Fifteen of the 20 lions at Addis Ababa Zoo are the decedents of seven males and two females first captured by the former Emperor in 1948 and have distinctive dark brown manes. Two other species that possess these defining characteristics, the North African Barbary lions and South African Cape lions, have gone extinct in the wild, and efforts are in place to start a breeding programme to boost the number of animals as less than a few hundred are thought to live outside of captivity.

Imperial in the news: rare sea horses filmed

Sea horses are some of the most weird and wonderful creatures in the world, making them a valuable commodity to many traders. A joint investigation between researchers from the College, Zoological Society of London and the University of British Columbia captured some rare footage of never-before seen animals in their study, which was published on the Daily Express website.

Project Seahorse, the conservation campaign that worked on this research, was formed in 1996 and has published a large body of work to help promote conservation and reduce the environmental impact on important habitats and ecosystems for sea horses across the world.

Imperial in the news: politics and abortion

David Paintin [Emeritus reader in obstetrics and gynaecology at St Mary’s Hospital] was able to shed further light on other issues surrounding abortion.
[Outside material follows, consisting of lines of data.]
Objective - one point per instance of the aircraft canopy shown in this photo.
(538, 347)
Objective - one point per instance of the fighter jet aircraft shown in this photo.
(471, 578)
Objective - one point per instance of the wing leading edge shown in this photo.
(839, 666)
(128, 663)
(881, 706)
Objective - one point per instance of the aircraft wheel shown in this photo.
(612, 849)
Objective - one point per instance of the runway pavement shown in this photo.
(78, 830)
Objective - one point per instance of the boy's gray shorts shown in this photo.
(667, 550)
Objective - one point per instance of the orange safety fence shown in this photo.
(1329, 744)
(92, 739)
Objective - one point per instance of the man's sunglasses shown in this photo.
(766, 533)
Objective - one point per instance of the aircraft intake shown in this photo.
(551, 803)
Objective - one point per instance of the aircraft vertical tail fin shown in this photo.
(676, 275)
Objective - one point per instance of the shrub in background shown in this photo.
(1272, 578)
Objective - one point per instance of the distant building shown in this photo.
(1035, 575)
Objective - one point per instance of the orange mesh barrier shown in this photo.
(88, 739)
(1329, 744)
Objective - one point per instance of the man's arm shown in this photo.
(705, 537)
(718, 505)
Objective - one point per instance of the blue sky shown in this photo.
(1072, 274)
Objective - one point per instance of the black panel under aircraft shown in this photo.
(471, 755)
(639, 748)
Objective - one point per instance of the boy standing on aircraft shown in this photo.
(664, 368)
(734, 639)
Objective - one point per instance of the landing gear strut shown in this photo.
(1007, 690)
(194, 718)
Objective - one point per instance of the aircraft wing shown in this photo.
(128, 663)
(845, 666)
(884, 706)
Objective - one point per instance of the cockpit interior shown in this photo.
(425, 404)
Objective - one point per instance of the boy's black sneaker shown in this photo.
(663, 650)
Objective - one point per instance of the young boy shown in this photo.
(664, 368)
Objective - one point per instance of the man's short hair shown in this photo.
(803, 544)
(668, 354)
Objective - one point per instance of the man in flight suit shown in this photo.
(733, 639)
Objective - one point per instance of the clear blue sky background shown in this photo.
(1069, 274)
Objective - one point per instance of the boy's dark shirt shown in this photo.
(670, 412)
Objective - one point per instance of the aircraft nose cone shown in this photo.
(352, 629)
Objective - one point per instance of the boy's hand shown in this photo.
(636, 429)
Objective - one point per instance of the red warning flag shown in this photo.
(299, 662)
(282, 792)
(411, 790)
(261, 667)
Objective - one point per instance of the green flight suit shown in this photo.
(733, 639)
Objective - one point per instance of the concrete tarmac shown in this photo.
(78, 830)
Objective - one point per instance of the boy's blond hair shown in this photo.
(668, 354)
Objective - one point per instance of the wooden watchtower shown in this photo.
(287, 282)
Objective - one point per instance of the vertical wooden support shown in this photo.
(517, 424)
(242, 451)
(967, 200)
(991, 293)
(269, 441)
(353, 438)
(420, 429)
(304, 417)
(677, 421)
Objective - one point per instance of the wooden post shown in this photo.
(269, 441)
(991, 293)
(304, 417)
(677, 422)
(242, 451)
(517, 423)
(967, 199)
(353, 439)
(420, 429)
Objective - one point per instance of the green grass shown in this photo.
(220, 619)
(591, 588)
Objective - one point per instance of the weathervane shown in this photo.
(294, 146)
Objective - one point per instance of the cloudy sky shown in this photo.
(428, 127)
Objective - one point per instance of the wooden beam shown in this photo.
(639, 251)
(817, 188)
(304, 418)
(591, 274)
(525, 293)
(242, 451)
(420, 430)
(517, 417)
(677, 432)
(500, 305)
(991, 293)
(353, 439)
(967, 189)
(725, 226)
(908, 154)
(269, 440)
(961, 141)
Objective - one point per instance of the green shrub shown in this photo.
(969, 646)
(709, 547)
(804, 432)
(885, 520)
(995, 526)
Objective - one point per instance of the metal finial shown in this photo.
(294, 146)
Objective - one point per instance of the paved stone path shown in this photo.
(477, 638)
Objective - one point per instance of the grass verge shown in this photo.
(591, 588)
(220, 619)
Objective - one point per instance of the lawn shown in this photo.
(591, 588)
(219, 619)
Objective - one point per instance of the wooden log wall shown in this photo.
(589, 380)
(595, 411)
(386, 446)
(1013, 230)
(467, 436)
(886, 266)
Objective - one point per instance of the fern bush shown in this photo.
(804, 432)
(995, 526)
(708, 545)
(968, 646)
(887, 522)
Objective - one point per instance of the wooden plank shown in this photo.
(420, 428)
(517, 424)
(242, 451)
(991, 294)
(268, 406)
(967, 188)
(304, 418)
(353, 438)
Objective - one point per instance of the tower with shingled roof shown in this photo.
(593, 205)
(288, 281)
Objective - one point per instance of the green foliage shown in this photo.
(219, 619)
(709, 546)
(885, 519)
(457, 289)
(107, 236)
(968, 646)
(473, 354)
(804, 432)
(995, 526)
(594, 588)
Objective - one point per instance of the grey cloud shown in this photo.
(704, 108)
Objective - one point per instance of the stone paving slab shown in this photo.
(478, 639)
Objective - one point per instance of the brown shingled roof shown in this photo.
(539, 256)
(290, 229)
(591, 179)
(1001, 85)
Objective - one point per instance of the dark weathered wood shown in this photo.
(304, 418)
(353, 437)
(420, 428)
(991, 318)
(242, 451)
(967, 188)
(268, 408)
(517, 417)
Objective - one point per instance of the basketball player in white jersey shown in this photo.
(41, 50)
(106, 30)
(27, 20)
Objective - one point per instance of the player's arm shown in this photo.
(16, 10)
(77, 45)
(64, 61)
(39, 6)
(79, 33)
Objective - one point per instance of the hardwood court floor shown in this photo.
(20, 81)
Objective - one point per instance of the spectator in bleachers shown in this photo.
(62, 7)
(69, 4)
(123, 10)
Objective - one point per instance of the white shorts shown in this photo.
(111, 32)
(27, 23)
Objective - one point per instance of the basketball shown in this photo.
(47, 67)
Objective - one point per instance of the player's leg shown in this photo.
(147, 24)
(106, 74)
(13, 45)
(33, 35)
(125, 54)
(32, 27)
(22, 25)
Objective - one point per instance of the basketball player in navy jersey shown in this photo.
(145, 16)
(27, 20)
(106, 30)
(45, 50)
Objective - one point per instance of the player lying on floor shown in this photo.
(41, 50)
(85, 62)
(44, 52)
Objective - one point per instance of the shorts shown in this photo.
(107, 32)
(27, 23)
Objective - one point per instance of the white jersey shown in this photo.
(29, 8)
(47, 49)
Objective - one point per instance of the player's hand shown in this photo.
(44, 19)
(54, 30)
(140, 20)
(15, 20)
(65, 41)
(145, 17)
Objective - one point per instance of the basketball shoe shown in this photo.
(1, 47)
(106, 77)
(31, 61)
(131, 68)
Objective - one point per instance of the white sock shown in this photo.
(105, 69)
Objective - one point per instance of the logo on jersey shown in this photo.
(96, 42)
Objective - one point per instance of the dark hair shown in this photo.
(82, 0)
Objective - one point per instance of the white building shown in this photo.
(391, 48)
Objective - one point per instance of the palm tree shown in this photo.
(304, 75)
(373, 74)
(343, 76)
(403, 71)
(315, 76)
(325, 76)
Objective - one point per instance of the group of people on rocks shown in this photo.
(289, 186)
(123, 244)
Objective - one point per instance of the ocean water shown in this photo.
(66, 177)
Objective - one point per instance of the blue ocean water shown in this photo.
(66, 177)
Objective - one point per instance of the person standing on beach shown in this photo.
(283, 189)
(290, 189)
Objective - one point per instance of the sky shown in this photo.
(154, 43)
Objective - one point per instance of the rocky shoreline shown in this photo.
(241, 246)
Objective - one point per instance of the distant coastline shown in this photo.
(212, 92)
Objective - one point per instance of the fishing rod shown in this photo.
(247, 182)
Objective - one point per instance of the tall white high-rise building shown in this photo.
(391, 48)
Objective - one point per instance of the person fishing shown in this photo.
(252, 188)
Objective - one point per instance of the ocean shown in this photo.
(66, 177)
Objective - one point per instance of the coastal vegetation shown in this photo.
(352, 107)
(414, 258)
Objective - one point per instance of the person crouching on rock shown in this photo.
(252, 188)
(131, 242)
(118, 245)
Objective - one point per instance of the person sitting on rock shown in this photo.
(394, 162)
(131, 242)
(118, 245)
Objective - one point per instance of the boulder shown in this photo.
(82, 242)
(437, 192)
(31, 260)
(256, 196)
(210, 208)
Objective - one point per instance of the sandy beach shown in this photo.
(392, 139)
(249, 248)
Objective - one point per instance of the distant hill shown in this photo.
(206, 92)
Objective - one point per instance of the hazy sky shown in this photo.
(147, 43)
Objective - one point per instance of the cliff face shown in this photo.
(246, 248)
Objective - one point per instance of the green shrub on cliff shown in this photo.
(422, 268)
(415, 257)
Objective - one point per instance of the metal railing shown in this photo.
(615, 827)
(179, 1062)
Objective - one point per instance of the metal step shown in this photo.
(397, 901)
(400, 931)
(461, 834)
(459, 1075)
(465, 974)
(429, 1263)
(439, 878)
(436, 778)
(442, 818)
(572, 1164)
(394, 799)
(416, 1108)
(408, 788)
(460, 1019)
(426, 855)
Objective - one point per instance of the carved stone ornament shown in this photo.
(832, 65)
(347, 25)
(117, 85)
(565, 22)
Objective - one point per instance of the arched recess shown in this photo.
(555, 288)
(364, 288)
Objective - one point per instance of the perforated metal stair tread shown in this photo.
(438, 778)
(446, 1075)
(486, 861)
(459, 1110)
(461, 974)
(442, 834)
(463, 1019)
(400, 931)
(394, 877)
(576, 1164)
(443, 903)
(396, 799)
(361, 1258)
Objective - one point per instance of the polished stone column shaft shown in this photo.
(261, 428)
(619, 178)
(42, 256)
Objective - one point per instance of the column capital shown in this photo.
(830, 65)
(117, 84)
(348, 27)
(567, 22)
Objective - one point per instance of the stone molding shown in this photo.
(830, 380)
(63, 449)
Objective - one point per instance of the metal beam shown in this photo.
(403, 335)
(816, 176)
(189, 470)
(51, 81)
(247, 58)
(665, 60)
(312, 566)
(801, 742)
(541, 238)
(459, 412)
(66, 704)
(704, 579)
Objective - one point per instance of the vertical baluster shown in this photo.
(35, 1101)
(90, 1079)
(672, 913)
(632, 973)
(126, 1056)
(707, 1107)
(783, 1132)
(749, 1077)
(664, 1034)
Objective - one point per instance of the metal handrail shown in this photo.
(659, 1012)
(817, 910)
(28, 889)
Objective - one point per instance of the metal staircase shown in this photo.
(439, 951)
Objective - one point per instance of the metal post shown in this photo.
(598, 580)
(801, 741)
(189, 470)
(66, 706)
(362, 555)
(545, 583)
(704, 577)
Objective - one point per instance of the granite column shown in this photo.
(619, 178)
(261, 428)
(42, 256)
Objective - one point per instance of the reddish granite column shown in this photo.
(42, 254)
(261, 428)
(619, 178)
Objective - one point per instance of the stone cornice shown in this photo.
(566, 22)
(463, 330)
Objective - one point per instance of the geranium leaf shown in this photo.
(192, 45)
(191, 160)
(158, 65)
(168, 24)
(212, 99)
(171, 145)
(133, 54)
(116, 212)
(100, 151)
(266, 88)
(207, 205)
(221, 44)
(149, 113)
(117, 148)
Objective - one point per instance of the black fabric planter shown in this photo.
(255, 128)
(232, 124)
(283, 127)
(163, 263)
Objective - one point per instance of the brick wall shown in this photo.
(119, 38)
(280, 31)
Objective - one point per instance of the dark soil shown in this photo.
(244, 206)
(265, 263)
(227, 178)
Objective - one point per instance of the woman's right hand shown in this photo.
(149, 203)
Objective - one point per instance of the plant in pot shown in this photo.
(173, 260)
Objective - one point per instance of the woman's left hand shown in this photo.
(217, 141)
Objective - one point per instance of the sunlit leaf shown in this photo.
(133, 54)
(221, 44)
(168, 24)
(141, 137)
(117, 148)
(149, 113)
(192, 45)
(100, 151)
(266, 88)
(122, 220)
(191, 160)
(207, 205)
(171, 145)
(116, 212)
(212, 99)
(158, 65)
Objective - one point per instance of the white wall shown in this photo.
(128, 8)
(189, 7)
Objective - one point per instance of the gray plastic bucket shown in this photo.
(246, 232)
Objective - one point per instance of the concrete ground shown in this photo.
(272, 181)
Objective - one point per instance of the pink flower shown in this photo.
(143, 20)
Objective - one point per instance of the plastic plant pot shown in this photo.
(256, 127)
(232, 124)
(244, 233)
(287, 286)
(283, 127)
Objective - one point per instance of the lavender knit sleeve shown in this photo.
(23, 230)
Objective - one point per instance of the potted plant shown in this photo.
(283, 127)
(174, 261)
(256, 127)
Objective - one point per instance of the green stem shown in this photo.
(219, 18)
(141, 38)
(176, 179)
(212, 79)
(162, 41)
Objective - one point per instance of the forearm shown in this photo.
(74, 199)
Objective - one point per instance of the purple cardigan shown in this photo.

A letter in response to an article about the topic, which was sparked by discussions among leading politicians about reducing the length of time allowed before termination becomes illegal, outlined a number of debates that were overlooked around the subject, including the father’s rights and clarified that very far fewer pregnancies are terminated after 24 weeks, contrary to the initial article.

It is certainly a topic that will not be a simple open-and-shut debate among top level politicians and researchers and practitioners at Imperial and Imperial College Healthcare NHS Trusts will be well placed to help provide information and insight into the issue.

Imperial in the news: badger culls

Controversial political hot topics have turned to Imperial for some perspective over the past week, with Dr Angela Cassidy [Centre of the History of Science, Technology and Medicine] weighing-in on badger culls.  In an article that appeared on the BBC website on Wednesday 10 October, she stated that the science around the issue alone cannot win a debate that is as much about ethical values as ecological importance.

Although farmers and some environmentalists argue that badgers carrying bovine TB are a threat to livestock, there is no way to ignore the way that badgers have come to help form the British identity over the past 200 years.